Sí lo sabía. Sintió una súbita ternura por aquel hombre que amaba tanto lo que ella también amaba más en el mundo.

—Mire el cálculo que me he hecho —continuó él—: su papá ya no existe y Carreen estará en el convento. Ya no quedaremos más que Suellen y yo, y, naturalmente, yo no puedo quedarme en Tara, si no me caso con Suellen. Ya sabe usted cómo murmura la gente...

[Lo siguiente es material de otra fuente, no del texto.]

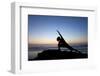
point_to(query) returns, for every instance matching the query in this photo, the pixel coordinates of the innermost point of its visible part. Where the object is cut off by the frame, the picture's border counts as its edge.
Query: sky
(42, 29)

—Pero..., pero, Will, quedan aún Melanie y Ashley.

Al nombre de Ashley, Will se volvió hacia ella y la miró con sus ojos claros e insondables. Igual que en otro tiempo, adivinó Scarlett que Will sabía de sobra a qué atenerse acerca de ella y de Ashley. Tenía la intuición de que lo sabía todo, sin aprobarlo ni censurarlo.

—Van a marcharse muy pronto.

—¿Marcharse? ¿Adonde? Tara es su hogar tanto como el nuestro.

—No, no se sienten en su hogar en Tara. Esto es lo que mata a Ashley. No se siente en su propia casa y tiene la impresión de no ser lo suficientemente útil para justificar su parte de manutención y la de su familia. No sabe nada del campo y se da cuenta. No es que no lo tome con gana, pero no ha nacido para granjero. Usted lo sabe mejor que yo. Cuando se pone a cortar madera, siempre parece que va a darse un hachazo en un pie. No sabe conducir el arado mejor que Beau; se llenaría un libro con todo lo que ignora de los trabajos del campo. No es culpa suya. No ha sido educado para eso. Y, caray, le preocupa ser un hombre y vivir en Tara a expensas de una mujer, sin darle gran cosa en compensación.